Wednesday, October 8, 2014

Mr. Turner













Mr. Turner played this weekend at the 52nd New York Film Festival. Sony Classics will release the film theatrically beginning December 19 in New York City.

“When I peruse myself in the glass, I see a gargoyle,” the great English artist J.M.W. Turner (Timothy Spall) tells Mrs. Booth (Marion Bailey), his kindhearted landlady. Mrs. Booth, from whom Turner rents a room when he visits the seaside town of Margate, deflects his self-criticism, saying she believes him to be a good and sensitive man. In fact, according to writer-director Mike Leigh’s engrossing biopic, they’re both right. A man of artistic genius and enormous feeling, Turner was capable of behaving with great sensitivity. He could also be an unfeeling lout.

Spall's Turner, looking much like a giant mole in a high hat, communicates with Hannah (Dorothy Atkinson), his adoring housekeeper, mainly in grunts, growls and wordless, porcine ruttings that seem to leave him feeling guilty and sad. He’s even less available to his illegitimate daughters and grandchildren, never supporting them financially or acknowledging them publicly. But he’s warmly affectionate with his unconditionally loving father, the third member of his household; jovial and outgoing with the other painters who are smiled upon by the Royal Academy of Arts, which was a staunch supporter of Turner’s for most of his life; and graciously attentive to many of the other people he encounters over the course of the film.

Each of those encounters, almost all of which are fascinating in their own right, tells us something about Turner and the times he lives in. A self-taught natural scientist named Mary Somerville who visits to discuss her experiments involving prisms reminds us how young modern science was 200 years ago. We also learn that Somerville is interested in Turner’s perspective because of his “visionary” understanding of color.

Cinematographer Dick Pope rarely lingers on Turner’s luminescent, emotionally turbulent paintings, but we see enough of them to understand what Somerville meant. Often panning over a painting or a grouping of canvases, Pope makes Turner’s art as much a part of the film’s environment as its authentic-feeling mid-nineteenth-century dialects, costumes and settings. And, though the paintings are not usually the focus of the action or even of the characters’ attention, every so often somebody says something that helps us understand the artist’s intentions. Describing the painting of a tiny Hannibal crossing the Alps in a gathering storm, Turner’s father says: “The elements dwarfing the elephants. Hubris!”

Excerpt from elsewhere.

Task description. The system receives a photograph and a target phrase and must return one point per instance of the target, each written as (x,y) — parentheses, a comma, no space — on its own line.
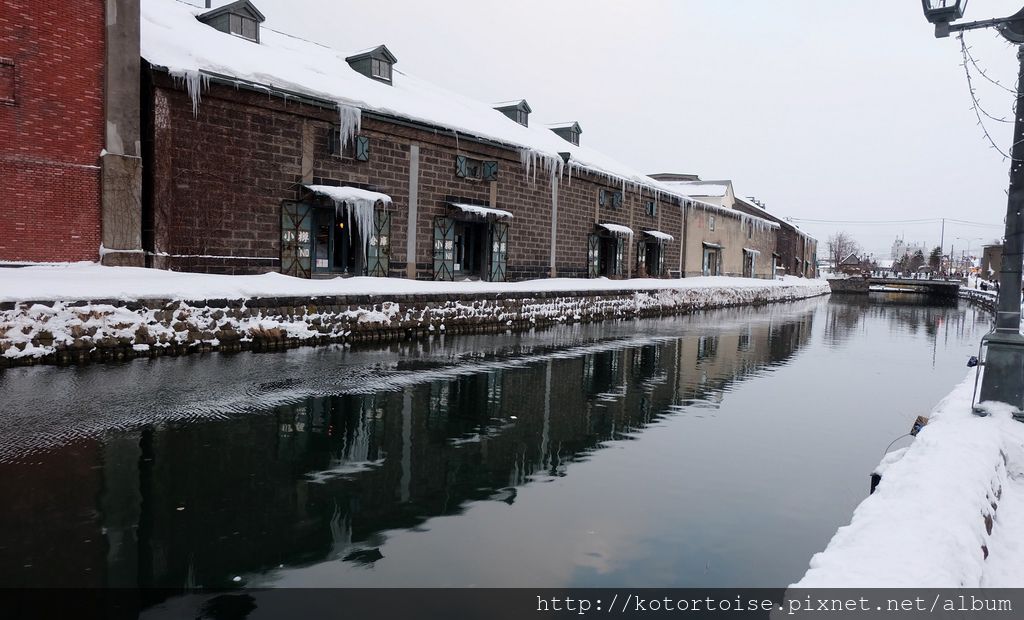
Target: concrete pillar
(121,209)
(414,197)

Interesting details of daily life are presented in a similarly matter-of-fact way, like when Turner’s father shaves the hairs off a pig’s head before Hannah cooks it, or Turner strides through one of the Academy’s annual exhibits past roomfuls of paintings whose frames butt up against one another, the art filling every inch of the walls. The crippling diseases people live with, presumably because there was no known cure, are rarely remarked on but impossible to ignore, from Turner’s father’s ultimately fatal respiratory ailment to the angry, itchy rash that covers nearly every inch of Hannah’s skin by the end of the movie. They’re all part of the filmmakers’ commitment to recreating the looks, sounds and social mores of Turner’s era as faithfully as possible without ever succumbing to the common costume-drama sin of mistaking historical distance for emotional distance, either making stilted waxworks of their characters or killing all credibility by stuffing the film with anachronistic language and behavior.  Mr. Turner avoids those traps, creating sturdy, emotionally rich and historically credible characters like the saucer-eyed, devotedly subservient Hannah, who seems to be both everywhere and nowhere in the household she manages. Solidly grounded in that soil is Leigh’s Turner, who is no more than a fallible, sometimes selfish, sometimes generous man—and not one iota less.